April 20, 2011

RAIDers of the lost archives


I don't know about other IT support people elsewhere, but for me, we always have computer problems after a long break, like the first day after the New Year, or, often worse, the first day after Songkran festival.

On the last day of the long Songkran festival vacation, the employee RFID scanner's UPS died and somehow took out the scanner's power supply, I had to quickly find a replacement power supply before people started coming in to work. At 8 AM on the first day of work, everyone started turning on the lights and computers at the same time, and all the breakers automatically cut off. Normally someone just had to manually reset the breakers but for some reason resetting didn't work this time, so they just called the building maintenance people then switched all the breakers off, without notifying the IT people, and then the power to the servers went out.

After the power came back, the affected RAID drives (the SQL server has an SSD RAID1 array) started rebuilding themselves, and I started getting support calls that users can't login to the ERP database. I looked at the SQL server and saw alert level 024: Hardware Error. Unfortunately, eventhough I have a nightly backup routine, it failed to activate since earlier last week, and the SQL Agent didn't notify me of its failure. If I restored from last good backup, I lose two days of work and get killed by the users and the boss. If I repair the database, I lose less work but my ERP support guys have to fix it. DBCC CHECKDB REPAIR_ALLOW_FOR_DATA_LOSS it is then.

Fortunately, there wasn't much data loss and internal consistency wasn't compromised, but my ERP guys are still working on the problem as I'm typing this. Later in the afternoon, more support calls started coming in from users using non-standard clients such as Windows 98 and things like scanners that automatically scan and save to shared folders on the server. I turned my attention to the new domain controller to check user and folder rights. Then I notice a little blinking icon on the task bar: one drive on the RAID array had failed.

One of the first posts of this blog was about putting Western Digital RE2 drives into a Buffalo TeraStation. That was in early 2008. Three years later, five of the original fourteen RE2 drives I bought have already failed. The reason I got fourteen drives at the time was to put four each into two Terastations, and three each into two Windows servers. I thought these are supposed to be special drives designed for RAID use, but the stupidly cheap "consumer" drives that I also use for RAID have not had any problems, and these expensive RAID drives are dropping like flies.

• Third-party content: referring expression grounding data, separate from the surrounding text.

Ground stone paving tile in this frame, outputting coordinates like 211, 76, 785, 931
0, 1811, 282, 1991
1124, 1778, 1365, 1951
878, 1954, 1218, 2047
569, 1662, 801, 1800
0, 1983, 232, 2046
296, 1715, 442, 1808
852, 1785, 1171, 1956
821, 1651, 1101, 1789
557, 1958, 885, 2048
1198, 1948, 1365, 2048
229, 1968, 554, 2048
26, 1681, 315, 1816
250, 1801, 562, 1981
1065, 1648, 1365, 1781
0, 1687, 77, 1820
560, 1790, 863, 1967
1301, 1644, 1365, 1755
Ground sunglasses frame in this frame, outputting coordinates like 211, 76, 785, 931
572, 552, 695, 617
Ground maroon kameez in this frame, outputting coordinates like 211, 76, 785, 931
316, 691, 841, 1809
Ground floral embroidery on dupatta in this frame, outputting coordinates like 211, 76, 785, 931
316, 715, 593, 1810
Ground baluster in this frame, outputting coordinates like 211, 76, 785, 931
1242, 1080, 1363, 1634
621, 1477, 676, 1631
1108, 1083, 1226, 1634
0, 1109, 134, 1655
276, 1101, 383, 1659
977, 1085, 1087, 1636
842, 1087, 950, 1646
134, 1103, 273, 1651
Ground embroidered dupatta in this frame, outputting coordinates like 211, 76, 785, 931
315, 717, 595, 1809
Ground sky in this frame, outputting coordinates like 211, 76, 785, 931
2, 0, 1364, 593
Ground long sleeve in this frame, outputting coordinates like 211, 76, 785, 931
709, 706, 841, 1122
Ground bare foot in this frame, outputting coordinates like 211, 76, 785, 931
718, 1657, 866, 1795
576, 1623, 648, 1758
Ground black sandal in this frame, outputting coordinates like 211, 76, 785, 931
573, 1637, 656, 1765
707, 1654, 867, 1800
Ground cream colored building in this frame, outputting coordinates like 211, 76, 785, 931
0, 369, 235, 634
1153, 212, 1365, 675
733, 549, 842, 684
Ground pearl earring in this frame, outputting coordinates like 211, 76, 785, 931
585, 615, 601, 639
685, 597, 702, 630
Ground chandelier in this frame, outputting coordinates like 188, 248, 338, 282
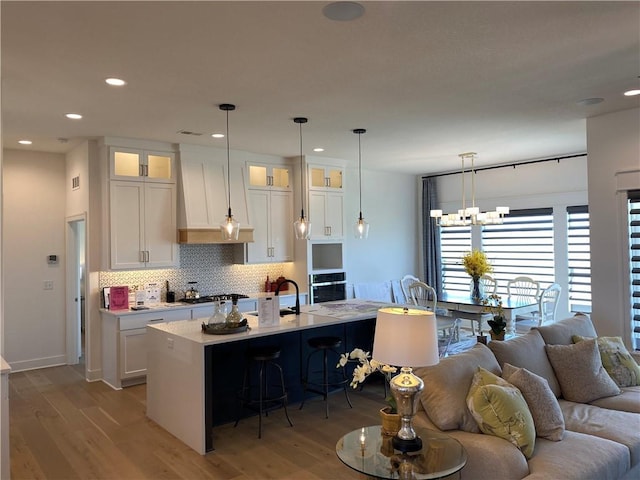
430, 152, 509, 227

One time it was so bad because one drive failed in a TeraStations' RAID5 array, and when I put in a new drive to rebuild the RAID array, another drive went bad took out the entire RAID array. I had to reflash the firmware to bring it back. Last year, one drive in a server's RAID5 array went bad, imagine how bad I felt when it took 30 hours to rebuilt the array.

Luckily I happened to have a test server in an isolated network, so I quickly joined into into the domain and promoted it as a domain controller, then proceeded to replace the failed drive.

During Songkran vacation, while I worked to replace the old server, which I'll write about another time, there was a bunch of half-naked ladyboys outside making noise and splashing water. Had I known I was gonna have all these problems, I would've invited them to come in and just blow up my servers and preemptively end all this misery.

My SQL data and failed hard drive have gone to Bit Heaven. They served well and died without thanks. May they rest in peace.

April 16, 2011

Throwing hardware at the problem

My ERP project had been live for a few months, but I never managed to resolve the slowness issue. I'm not very good with SQL Server, and all the optimizations I did probably had limited effects on the performance since Dynamics NAV's C/SIDE code is executed client side and the idiots I have for consultants don't know the difference between native database and SQL Server. I couldn't get to the ERP's code, and even if I could, I probably wouldn't want to hack the code anyway.

Few months ago my boss suddenly told me that we made huge profits this month, and to avoid paying huge amounts of tax on the huge profits, he's giving me special permission to buy stuff. A lot of stuff.

Old server specs (purchased in October 2007): Intel Core 2 Quad Q600 (2.4 GHz), 8 GB DDR2 RAM, ASUS P5K Premium, and 2x500 GB SATA (RAID1). (Was 3x500 GB SATA RAID5, but I listened to the consultants and changed the RAID5 to RAID1, with no difference in speed whatsoever.)

New server specs (purchased in late 2010):


Oh wait...

New server specs: Intel Core i7-950 (3.06 GHz), 24 GB DDR3 RAM, ASUS P6X58D Premium, and 2x160 GB SSD (RAID1).

Windows 7's experience index score is 7.5 on the CPU and RAM, and 7.9 on the hard drive. I wanted to buy a faster CPU, but the 950 is most cost effective, and RAM is maximized for Core i7.

Oh, and the ERP didn't run any faster than before. None whatsoever.

I've talked about my Core 2 Quad Q6600 servers many times before. They were originally bought to replace the older domain controllers and run the ERP database. But I used them for SQL only due to performance recommendations, not that it made any difference since my database is so small. Now that I have the Core i7 dedicated to SQL, I decided to replace domain controllers with the Q6600 servers, and also upgrade the entire domain to 2008 R2 functional level.